A strange structure has been found in some reduced images. To the right we show a dark frame taken seconds before the image on the left. The image on the left is an EFM image – i.e. the halo from the BS has been subtracted after fitting to the sky areas of the image. We clearly see the structure in the left image – a ‘band’ stretching to the left of the DS. This structure is not present in the dark image – so it is not an artefact of bias subtraction [Of course – the bias subtraction is not performed with adjacent dark frames – noise would be added that way – rather, a scaled almost noise-free superbias is subtracted. It is like a lower-noise replica of the image on the right – i.e. no structure, just mild level of noise.]. Below the two we show a plot along a vertical axis in the two images: columns 50 to 150 were averaged and shown in the plot as the black and the red lines.
There is a very clear structure in the sky of the Moon image. Given that it is not induced by bias-subtraction it must be due to the presence of the Moon itself. We speculate that:
a) it is some optical effect – reflection – from the inside of the camera or telescope. Halo-subtraction has reduced the sky level to almost zero but a little too much has been subtracted in the ‘dark band’ and a little too little has been removed outside the band. The fitting of a rather smooth ‘halo’ from the observed image could give this effect, if the structure itself is present in the image.
b) some electronic effect is causing the rows with the very bright BS in to somehow ‘jump low’ due to some effect we do not understand. NB: The readout direction is ‘down’ – not to the left!
Note the presence of what looks like a truncated halo to the left in the image, at the frame edge: this could be an internal reflection showing the right hand side of the halo being reflected inside the camera. We saw this same effect in the animated sequence of the tau Tauri occultation – as the Moon migrated to the RHS of the image frame an ‘echo’ appeared on the left.
This therefore seems to support idea a) above. If this is the case we may have an effect on solution-quality from position of Moon in the image. We should investigate if there is a position nearer the centre that eliminates the effect, and then omit images that are too close to the edge.
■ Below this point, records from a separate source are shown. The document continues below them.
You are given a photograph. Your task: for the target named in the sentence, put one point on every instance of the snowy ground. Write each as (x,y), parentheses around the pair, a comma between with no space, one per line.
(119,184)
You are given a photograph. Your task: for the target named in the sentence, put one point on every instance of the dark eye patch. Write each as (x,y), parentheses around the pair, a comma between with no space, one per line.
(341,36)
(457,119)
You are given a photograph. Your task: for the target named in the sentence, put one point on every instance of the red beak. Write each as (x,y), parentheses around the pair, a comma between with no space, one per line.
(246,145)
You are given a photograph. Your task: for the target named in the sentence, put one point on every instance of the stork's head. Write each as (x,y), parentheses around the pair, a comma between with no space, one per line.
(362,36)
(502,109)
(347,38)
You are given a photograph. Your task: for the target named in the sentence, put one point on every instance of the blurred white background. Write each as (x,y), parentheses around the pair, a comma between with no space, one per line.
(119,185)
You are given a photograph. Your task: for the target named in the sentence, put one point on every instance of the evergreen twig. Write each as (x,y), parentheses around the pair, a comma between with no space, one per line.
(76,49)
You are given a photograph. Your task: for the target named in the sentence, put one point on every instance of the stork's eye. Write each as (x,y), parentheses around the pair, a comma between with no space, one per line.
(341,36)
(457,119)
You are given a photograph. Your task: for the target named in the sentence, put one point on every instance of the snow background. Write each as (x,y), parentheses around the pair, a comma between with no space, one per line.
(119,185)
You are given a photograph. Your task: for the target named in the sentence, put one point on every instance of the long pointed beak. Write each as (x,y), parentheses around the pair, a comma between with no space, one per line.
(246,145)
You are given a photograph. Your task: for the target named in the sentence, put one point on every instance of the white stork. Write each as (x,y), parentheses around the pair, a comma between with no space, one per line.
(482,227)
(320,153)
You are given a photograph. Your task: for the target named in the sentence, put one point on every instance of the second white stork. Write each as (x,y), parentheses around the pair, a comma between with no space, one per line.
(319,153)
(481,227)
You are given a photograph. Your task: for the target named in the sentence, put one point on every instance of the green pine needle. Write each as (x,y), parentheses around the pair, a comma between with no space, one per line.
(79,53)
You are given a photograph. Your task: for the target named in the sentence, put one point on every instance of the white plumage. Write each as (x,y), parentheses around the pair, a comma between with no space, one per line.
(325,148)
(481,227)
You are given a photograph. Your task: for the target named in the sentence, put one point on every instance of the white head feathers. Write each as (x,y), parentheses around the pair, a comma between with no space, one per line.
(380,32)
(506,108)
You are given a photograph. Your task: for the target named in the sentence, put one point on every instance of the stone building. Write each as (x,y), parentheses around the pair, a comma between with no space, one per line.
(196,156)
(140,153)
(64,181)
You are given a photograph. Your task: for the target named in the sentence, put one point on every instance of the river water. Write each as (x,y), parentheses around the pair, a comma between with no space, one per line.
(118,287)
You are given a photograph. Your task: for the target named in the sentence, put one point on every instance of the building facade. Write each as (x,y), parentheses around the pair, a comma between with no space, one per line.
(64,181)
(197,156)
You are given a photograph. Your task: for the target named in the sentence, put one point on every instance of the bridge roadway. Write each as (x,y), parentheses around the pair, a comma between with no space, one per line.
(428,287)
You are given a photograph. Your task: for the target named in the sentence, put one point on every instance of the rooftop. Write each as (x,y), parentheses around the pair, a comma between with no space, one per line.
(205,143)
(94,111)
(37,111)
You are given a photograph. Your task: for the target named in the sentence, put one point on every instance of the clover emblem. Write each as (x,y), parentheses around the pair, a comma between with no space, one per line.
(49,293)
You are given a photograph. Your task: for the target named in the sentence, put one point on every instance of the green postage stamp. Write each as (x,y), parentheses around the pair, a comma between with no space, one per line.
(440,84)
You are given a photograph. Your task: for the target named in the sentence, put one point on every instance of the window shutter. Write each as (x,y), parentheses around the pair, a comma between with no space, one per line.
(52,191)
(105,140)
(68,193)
My first thought was a reflection — just as you speculated (or “re-speculated”) – I have seen similar effects in images I have reduced as well. If we are getting internal reflections within the telescope and causing this, then the centering of the telescope is going to be rather important I suspect — we might want to analyse some images and figure out how badly we do the further off center the moon is. A good project to include for a student as part of the next round of grant applications (I am starting to put together a list of student type projects for that).